Because the literature on Book of Mormon historicity is so extensive—especially the literature orthodox scholars have produced in support of historicity—it is hard to believe that someone could actually decide what to think about the historicity question by impartially weighing all arguments and evidence. There is simply too much to weigh; and new arguments, and counterarguments, and rebuttals to counter- arguments, are continually being produced. The presuppositions one brings to this question, prior to examining specific arguments for or against, are a critical factor in influencing how open one is to the arguments made on behalf of a certain position.

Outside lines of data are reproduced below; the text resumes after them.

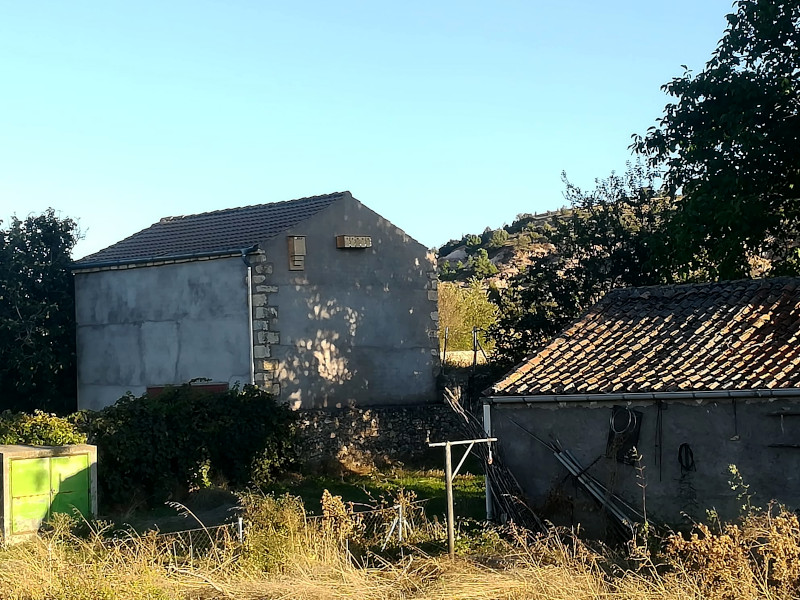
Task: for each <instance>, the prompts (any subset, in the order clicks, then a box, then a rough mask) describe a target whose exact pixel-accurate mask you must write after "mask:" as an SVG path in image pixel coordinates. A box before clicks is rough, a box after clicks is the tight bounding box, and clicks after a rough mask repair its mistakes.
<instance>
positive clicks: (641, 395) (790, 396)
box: [483, 387, 800, 405]
mask: <svg viewBox="0 0 800 600" xmlns="http://www.w3.org/2000/svg"><path fill="white" fill-rule="evenodd" d="M788 397H796V398H800V388H796V387H793V388H780V389H769V388H755V389H744V390H697V391H677V392H623V393H611V394H535V395H527V396H486V397H485V398H484V399H483V403H484V404H490V405H491V404H548V403H550V404H559V403H570V402H572V403H575V402H647V401H657V400H664V401H669V400H684V401H685V400H722V399H726V398H728V399H736V398H788Z"/></svg>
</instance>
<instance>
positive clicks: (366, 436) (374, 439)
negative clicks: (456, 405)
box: [298, 404, 467, 468]
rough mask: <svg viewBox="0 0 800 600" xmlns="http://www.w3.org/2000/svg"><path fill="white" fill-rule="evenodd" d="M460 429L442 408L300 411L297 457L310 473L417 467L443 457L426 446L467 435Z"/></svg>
mask: <svg viewBox="0 0 800 600" xmlns="http://www.w3.org/2000/svg"><path fill="white" fill-rule="evenodd" d="M462 423H463V420H461V418H460V417H459V416H458V415H457V414H456V413H455V412H454V411H453V410H452V409H451V408H450V407H449V406H448V405H446V404H429V405H414V406H394V407H369V408H357V407H352V408H343V409H336V410H330V409H315V410H299V411H298V424H299V456H300V459H301V461H302V462H303V463H304V464H306V465H308V466H309V467H311V468H314V467H319V466H326V465H327V466H330V465H331V463H338V464H339V465H341V466H343V467H346V468H347V467H367V468H369V467H376V466H383V465H390V464H394V463H398V462H406V461H409V462H413V461H419V460H421V459H424V458H426V457H434V456H438V454H441V452H437V450H438V451H441V448H433V449H431V448H429V447H428V442H443V441H447V440H456V439H462V438H463V437H464V436H465V435H467V434H466V433H465V431H464V429H463V426H462ZM443 457H444V455H443V454H442V464H444V462H443V461H444V458H443Z"/></svg>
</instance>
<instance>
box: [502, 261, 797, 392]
mask: <svg viewBox="0 0 800 600" xmlns="http://www.w3.org/2000/svg"><path fill="white" fill-rule="evenodd" d="M798 338H800V278H785V277H782V278H775V279H761V280H747V281H730V282H722V283H711V284H702V285H676V286H663V287H642V288H628V289H619V290H614V291H612V292H609V293H608V294H606V296H605V297H604V298H603V299H602V300H601V301H600V302H598V303H597V304H596V305H595V306H593V307H592V308H591V309H590V310H589V311H588V312H586V313H585V314H584V315H583V316H582V317H581V318H579V319H578V320H577V321H576V322H575V323H574V324H573V325H572V326H570V327H569V328H567V329H566V330H565V331H564V332H563V333H561V335H559V336H558V337H557V338H555V339H554V340H553V341H552V342H551V343H550V344H549V345H548V346H546V347H545V348H544V349H542V350H541V351H540V352H538V353H536V354H534V355H532V356H530V357H529V358H528V359H527V360H526V361H524V362H523V363H521V364H520V365H518V366H517V367H515V368H514V369H513V370H512V371H511V372H510V373H509V374H507V375H506V376H505V377H504V378H503V379H502V380H500V381H499V382H498V383H496V384H495V385H494V386H493V387H492V388H491V389H490V390H488V392H487V393H489V394H492V395H498V396H499V395H508V396H517V395H528V396H533V395H543V394H548V395H549V394H603V393H610V392H626V393H627V392H631V393H635V392H672V391H706V390H745V389H757V388H762V389H763V388H769V389H774V388H791V387H800V343H798V342H800V340H799V339H798Z"/></svg>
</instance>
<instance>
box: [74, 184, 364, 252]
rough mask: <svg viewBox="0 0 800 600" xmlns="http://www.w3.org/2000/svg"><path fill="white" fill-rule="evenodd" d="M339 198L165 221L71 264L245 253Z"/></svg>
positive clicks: (278, 203) (238, 209)
mask: <svg viewBox="0 0 800 600" xmlns="http://www.w3.org/2000/svg"><path fill="white" fill-rule="evenodd" d="M345 196H350V192H340V193H335V194H328V195H325V196H313V197H310V198H300V199H299V200H289V201H286V202H273V203H271V204H257V205H255V206H245V207H242V208H228V209H225V210H216V211H213V212H207V213H200V214H197V215H187V216H181V217H166V218H164V219H161V220H160V221H159V222H158V223H154V224H153V225H151V226H150V227H148V228H147V229H144V230H142V231H140V232H138V233H134V234H133V235H132V236H130V237H128V238H125V239H124V240H122V241H120V242H117V243H116V244H114V245H112V246H109V247H108V248H104V249H103V250H100V251H99V252H95V253H94V254H90V255H89V256H85V257H84V258H82V259H80V260H78V261H76V262H75V266H76V267H78V268H80V267H82V266H86V265H88V264H102V263H114V264H125V263H126V262H139V261H142V260H151V259H159V258H166V257H174V256H184V255H189V254H199V255H203V254H206V255H209V254H214V253H217V252H225V251H228V250H237V249H241V248H247V247H250V246H252V245H253V244H256V243H258V242H261V241H264V240H267V239H269V238H271V237H274V236H276V235H278V234H280V233H281V232H283V231H286V230H287V229H289V228H291V227H294V226H295V225H297V224H298V223H300V222H301V221H305V220H306V219H308V218H310V217H311V216H313V215H314V214H316V213H318V212H319V211H321V210H323V209H325V208H327V207H328V206H330V205H331V204H332V203H333V202H335V201H337V200H339V199H341V198H343V197H345Z"/></svg>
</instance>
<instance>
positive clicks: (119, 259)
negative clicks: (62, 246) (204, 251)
mask: <svg viewBox="0 0 800 600" xmlns="http://www.w3.org/2000/svg"><path fill="white" fill-rule="evenodd" d="M257 250H258V244H253V245H252V246H248V247H246V248H229V249H226V250H214V251H210V252H191V253H183V254H173V255H164V256H150V257H145V258H135V259H130V258H128V259H124V258H123V259H118V260H105V261H97V262H84V263H73V264H72V266H71V267H70V269H71V270H72V272H73V273H82V272H87V271H105V270H114V269H120V268H133V267H144V266H155V265H161V264H170V263H175V262H191V261H195V260H204V259H211V258H227V257H237V256H243V255H246V254H252V253H254V252H256V251H257Z"/></svg>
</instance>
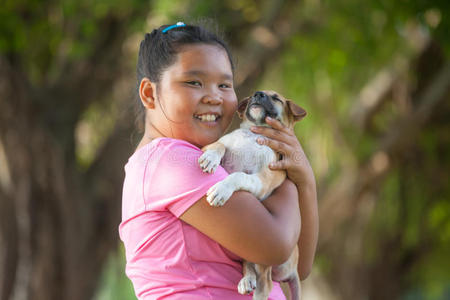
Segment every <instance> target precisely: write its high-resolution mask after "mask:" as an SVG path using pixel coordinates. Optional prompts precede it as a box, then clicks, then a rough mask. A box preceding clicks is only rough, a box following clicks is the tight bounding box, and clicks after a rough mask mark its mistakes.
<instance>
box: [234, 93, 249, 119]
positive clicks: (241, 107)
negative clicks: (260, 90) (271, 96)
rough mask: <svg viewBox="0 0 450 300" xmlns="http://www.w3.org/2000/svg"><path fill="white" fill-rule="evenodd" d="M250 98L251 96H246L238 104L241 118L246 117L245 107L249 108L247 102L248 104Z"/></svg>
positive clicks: (245, 107) (238, 108)
mask: <svg viewBox="0 0 450 300" xmlns="http://www.w3.org/2000/svg"><path fill="white" fill-rule="evenodd" d="M250 98H251V97H247V98H244V99H243V100H242V101H241V102H240V103H239V104H238V110H237V112H238V116H239V118H241V119H243V118H244V112H245V109H246V108H247V104H248V101H249V100H250Z"/></svg>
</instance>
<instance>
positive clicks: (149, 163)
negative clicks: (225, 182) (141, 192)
mask: <svg viewBox="0 0 450 300" xmlns="http://www.w3.org/2000/svg"><path fill="white" fill-rule="evenodd" d="M202 153H203V152H202V151H201V150H200V149H199V148H198V147H196V146H194V145H192V144H190V143H188V142H185V141H182V140H176V139H169V138H167V139H161V140H160V141H159V142H158V145H157V146H156V148H155V151H153V152H152V154H151V155H149V157H148V161H147V165H146V168H145V174H144V191H143V193H144V201H145V209H146V211H164V210H168V211H170V212H172V213H173V214H174V215H175V216H176V217H177V218H178V217H179V216H181V215H182V214H183V213H184V212H185V211H186V210H187V209H188V208H189V207H190V206H191V205H193V204H194V203H195V202H196V201H197V200H199V199H200V198H201V197H203V196H204V195H205V194H206V192H207V191H208V189H209V188H210V187H211V186H213V185H214V184H215V183H217V182H219V181H221V180H223V179H225V178H226V177H227V176H228V173H227V172H226V171H225V169H223V168H222V167H221V166H219V167H218V168H217V169H216V171H215V172H214V173H212V174H210V173H204V172H203V171H202V169H201V168H200V166H199V164H198V158H199V157H200V156H201V155H202Z"/></svg>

Part Two of this article will analyze these presuppositions. There I will “map” the Book of Mormon historicity question using social constructionist theories about how people form beliefs and interpret texts. This sociological mapping will highlight the role that relationships with other people play in forming an individual’s beliefs about Book of Mormon historicity. Part Two will also underscore the consequences that those beliefs have for a person’s relationships. I will propose that grappling with the arguments mapped in Part One is not, actually, the most important task for someone trying to decide whether or not the Book of Mormon is historically true.